Emmené par son leader Ryan Lott, Son Lux livre cette semaine Brighter Wounds, un disque de pop introspectif et magnifiquement produit. L’occasion d’évoquer avec ces trois Américains l’importance du travail en studio dans l’esthétique du groupe.
Je jetais un oeil à votre discographie tout à l’heure. C’est amusant : depuis 2013, vos pochettes ont tendance à beaucoup se ressembler : un fond sombre duquel surgissent des effets lumineux, ou, dans le cas de Brighter Wounds et du EP Remedy, des mains…
Ryan Lott : Oui c’est vrai. On peut sans doute y voir un lien avec notre musique car elle fonctionne aussi souvent par contraste. Au niveau des sonorités, on aime jouer avec des éléments qui mettent en lumière une dynamique extrême, entre des sons lumineux et d’autres plus sombres. Pour les textes aussi, on cherche souvent des concepts qui peuvent être lus de deux manières. On est fascinés par cet aspect de la musique, trouver des opposés et faire de leur mariage quelque chose de beau.
A vous écouter, il s’agit d’une démarche très réfléchie.
Ryan Lott : Je crois qu’elle est à la fois intentionnelle et instinctive. On est tous fascinés par un très large spectre musical. Quand j’étais jeune, j’ai vraiment senti la tension entre la musique que j’aimais écouter avec mes amis, le grunge notamment, et mes leçons de piano. Peut-être que cela joue dans notre recherche de contrastes intenses, en terme de dynamiques et d’idées.
Rafiq Bhatia : Techniquement, il y a des choses que l’on n’entend pas à moins de les mettre en compétition avec d’autres éléments. Donc le meilleur moyen d’attirer l’attention de l’auditeur sur une idée, c’est parfois de jouer sur les contrastes.
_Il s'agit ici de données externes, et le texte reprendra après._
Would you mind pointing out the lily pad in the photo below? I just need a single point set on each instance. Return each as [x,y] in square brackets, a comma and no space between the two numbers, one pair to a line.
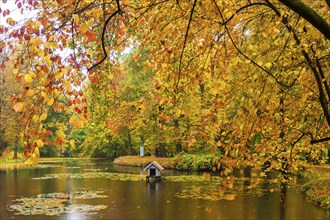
[55,203]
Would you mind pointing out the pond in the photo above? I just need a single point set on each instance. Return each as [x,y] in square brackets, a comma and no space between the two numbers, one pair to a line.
[97,189]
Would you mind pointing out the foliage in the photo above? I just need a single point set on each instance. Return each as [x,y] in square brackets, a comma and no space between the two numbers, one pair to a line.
[197,162]
[317,187]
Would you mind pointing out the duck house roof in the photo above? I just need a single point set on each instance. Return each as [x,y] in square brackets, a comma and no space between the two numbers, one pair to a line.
[157,165]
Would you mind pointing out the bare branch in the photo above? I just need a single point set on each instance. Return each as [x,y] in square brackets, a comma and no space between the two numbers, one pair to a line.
[184,43]
[309,15]
[103,36]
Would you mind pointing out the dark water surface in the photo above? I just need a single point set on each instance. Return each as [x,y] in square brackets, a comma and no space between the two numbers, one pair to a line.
[141,200]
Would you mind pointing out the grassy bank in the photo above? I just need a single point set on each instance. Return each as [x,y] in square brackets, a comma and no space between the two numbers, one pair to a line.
[187,162]
[142,161]
[317,187]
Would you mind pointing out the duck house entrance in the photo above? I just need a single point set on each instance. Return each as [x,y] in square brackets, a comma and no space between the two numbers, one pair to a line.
[152,172]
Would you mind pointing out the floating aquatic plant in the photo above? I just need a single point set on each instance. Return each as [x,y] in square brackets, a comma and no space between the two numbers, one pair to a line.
[56,203]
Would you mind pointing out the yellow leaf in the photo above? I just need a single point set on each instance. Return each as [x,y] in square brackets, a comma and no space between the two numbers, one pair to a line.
[50,102]
[30,92]
[18,107]
[40,143]
[28,78]
[36,150]
[43,117]
[268,65]
[84,28]
[72,144]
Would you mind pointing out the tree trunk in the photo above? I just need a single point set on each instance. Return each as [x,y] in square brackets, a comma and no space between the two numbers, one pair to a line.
[129,139]
[178,145]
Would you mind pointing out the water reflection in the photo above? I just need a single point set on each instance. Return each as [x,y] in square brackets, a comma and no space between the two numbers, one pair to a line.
[155,200]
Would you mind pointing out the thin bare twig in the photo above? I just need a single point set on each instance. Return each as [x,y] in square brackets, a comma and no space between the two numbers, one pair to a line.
[103,36]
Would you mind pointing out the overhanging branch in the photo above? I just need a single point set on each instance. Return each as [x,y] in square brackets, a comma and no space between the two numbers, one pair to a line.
[105,54]
[309,15]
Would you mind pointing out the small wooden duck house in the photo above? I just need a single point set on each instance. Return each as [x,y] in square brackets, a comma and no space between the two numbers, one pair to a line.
[153,171]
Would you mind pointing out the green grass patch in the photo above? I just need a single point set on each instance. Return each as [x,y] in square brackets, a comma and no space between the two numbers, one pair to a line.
[197,162]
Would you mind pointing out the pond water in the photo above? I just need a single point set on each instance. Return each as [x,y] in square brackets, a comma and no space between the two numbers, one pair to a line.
[97,189]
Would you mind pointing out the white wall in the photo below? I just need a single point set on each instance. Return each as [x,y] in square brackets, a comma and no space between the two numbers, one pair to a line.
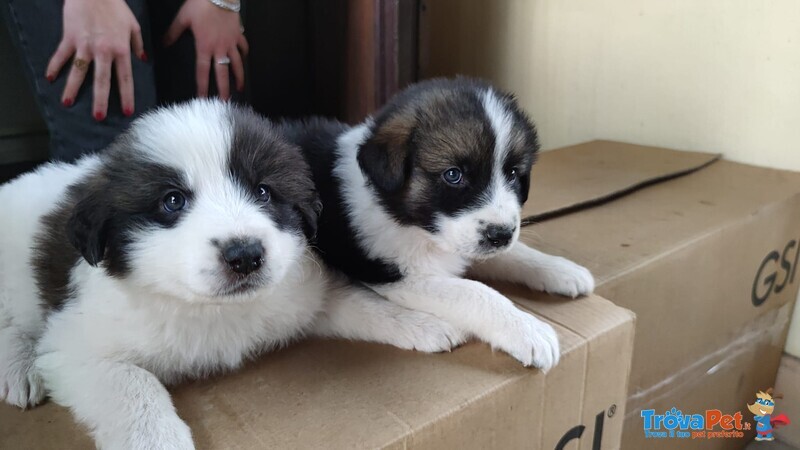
[711,75]
[708,75]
La production, justement, semble vraiment faire partie intégrante de votre songwriting.
Rafiq Bhatia : Dans notre processus créatif, la production et la composition sont souvent totalement imbriquées. Si on parle d’harmonie, comment ne pas prendre en compte les réglages du synthétiseur, par exemple ? Il y a les notes elles-mêmes, mais aussi toute la complexité autour de ces notes. Chaque note d’un instrument a une harmonique via un autre instrument. Tout tient dans l’interaction de la production, de rythme, du songwriting.
Vous n’avez pas peur de vous enfermer dans une musique trop conceptualisée, trop froide ?
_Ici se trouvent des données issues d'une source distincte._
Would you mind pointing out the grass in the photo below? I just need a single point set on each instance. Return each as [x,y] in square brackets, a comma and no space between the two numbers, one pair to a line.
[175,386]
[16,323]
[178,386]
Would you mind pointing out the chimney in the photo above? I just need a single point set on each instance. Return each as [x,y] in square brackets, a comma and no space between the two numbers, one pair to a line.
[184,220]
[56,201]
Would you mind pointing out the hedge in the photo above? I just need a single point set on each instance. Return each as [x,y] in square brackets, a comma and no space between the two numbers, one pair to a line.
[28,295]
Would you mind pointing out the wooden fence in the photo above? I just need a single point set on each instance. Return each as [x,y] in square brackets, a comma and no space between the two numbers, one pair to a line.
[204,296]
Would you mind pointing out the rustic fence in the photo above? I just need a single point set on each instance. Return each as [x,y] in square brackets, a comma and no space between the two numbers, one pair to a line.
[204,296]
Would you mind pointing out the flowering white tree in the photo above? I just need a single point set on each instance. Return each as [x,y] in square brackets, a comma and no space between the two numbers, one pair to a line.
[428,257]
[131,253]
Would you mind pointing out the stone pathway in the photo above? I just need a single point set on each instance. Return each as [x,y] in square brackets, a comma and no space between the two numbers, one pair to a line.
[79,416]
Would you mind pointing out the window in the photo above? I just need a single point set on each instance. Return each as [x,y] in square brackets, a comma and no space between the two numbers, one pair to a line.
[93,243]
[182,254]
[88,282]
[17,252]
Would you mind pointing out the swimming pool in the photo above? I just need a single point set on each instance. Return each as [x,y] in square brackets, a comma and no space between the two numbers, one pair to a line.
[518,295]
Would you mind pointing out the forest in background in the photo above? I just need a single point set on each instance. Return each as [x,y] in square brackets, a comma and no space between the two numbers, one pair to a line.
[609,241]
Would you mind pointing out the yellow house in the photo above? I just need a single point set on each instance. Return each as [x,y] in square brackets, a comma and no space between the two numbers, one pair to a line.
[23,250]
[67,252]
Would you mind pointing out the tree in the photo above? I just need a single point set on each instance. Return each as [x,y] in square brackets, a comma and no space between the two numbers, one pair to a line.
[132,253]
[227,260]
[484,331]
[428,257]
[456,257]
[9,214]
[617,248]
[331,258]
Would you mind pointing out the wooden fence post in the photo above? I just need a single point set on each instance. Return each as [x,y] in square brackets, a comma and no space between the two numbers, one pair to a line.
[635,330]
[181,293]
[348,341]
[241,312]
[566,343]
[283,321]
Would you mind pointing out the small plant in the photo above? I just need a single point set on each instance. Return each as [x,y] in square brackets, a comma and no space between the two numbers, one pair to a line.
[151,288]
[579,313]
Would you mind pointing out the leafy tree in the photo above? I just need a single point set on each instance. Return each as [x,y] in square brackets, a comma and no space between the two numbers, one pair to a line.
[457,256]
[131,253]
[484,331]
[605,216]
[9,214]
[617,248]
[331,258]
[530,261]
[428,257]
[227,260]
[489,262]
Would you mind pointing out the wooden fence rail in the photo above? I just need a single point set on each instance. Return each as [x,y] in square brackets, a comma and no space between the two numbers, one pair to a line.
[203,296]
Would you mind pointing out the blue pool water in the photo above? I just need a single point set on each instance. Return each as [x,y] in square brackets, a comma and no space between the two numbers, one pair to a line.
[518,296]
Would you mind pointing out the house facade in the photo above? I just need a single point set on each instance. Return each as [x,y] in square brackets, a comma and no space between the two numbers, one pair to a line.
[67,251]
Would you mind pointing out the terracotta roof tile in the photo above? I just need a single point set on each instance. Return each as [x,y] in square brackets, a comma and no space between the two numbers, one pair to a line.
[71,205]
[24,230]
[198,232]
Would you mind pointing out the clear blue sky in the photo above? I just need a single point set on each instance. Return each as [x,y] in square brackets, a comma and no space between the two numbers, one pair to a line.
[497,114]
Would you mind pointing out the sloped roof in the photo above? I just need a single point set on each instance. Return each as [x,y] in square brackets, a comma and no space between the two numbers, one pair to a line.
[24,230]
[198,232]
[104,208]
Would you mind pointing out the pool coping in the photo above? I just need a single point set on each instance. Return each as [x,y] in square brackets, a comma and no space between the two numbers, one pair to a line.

Ian Chang : Quand on est en studio, on utilise parfois cette phase : “cette chanson ne veut pas être comme ça”. Donc c’est une démarche tantôt intellectuelle, tantôt émotionnelle. Ryan dit d’ailleurs souvent : “c’est trop méticuleux, on pense trop” (“we’re overthinking it”, ndlr).
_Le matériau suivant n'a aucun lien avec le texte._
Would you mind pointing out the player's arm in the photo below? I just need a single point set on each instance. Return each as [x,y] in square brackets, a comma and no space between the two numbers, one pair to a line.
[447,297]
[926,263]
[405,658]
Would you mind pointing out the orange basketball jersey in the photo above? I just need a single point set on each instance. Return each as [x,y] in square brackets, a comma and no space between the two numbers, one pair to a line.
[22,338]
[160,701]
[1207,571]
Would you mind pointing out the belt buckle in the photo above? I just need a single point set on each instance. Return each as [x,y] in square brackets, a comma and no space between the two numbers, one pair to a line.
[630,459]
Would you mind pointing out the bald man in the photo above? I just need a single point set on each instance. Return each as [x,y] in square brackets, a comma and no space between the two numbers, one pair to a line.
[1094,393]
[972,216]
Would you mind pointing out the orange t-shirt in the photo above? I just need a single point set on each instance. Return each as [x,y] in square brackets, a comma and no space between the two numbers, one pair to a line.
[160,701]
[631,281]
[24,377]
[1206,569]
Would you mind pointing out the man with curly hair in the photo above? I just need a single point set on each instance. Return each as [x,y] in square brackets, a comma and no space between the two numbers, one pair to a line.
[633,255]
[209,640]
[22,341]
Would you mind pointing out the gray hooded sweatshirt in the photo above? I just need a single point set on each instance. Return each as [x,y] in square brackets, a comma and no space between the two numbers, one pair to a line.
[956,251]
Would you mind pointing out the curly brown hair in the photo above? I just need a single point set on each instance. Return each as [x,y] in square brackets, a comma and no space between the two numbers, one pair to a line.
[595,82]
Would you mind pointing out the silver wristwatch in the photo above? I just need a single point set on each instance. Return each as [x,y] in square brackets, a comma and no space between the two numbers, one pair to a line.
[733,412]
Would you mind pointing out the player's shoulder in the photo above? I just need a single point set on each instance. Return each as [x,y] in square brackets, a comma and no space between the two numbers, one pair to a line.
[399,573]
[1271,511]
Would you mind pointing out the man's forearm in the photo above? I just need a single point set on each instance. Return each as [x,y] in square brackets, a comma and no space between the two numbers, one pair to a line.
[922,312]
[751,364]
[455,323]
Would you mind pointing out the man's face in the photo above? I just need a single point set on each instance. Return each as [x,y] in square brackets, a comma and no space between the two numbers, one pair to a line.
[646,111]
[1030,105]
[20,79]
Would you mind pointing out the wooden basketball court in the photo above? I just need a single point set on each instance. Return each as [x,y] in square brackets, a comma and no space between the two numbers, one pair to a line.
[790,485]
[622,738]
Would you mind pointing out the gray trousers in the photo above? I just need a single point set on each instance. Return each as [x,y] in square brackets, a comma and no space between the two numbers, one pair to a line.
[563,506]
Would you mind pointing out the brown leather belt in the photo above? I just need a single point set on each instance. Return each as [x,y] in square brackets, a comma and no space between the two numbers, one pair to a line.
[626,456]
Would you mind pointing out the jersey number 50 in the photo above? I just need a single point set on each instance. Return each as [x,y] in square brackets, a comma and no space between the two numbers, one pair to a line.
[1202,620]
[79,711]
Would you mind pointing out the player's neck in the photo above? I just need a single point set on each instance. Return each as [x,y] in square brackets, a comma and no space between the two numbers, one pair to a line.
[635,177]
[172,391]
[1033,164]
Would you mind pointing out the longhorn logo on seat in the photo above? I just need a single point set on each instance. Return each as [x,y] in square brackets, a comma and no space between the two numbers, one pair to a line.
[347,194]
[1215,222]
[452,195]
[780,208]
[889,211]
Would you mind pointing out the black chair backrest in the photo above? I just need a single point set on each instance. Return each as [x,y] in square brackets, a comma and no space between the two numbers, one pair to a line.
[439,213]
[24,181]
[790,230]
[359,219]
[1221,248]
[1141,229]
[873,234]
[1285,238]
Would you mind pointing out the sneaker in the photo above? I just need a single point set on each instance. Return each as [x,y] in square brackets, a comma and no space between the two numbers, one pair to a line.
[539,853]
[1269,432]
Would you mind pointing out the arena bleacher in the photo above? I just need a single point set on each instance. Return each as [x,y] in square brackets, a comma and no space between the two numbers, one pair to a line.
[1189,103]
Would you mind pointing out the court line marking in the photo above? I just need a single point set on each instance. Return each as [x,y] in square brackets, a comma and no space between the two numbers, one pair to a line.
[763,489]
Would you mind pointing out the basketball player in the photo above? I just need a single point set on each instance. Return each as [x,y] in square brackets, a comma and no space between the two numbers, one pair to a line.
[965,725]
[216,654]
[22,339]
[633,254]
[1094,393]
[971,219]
Ryan Lott : C’est vrai que dans ce projet, le studio est un des instruments les plus fondamentaux. Je crois qu’il y a quelque chose de très sacré dans le studio. Je peux passer du temps sur des choses très techniques et sentir que je fais tout de même quelque chose de très profond (“soulish”, ndlr). Et puis, on ne dirait pas à un groupe de rock : “est-ce froid de jouer avec une guitare ?”. Le studio n’est pas physique et n’est pas probablement aussi sexy qu’une guitare. Mais au-delà de ça, si on écoute seulement ses oreilles, c’est la chose la plus sexy au monde.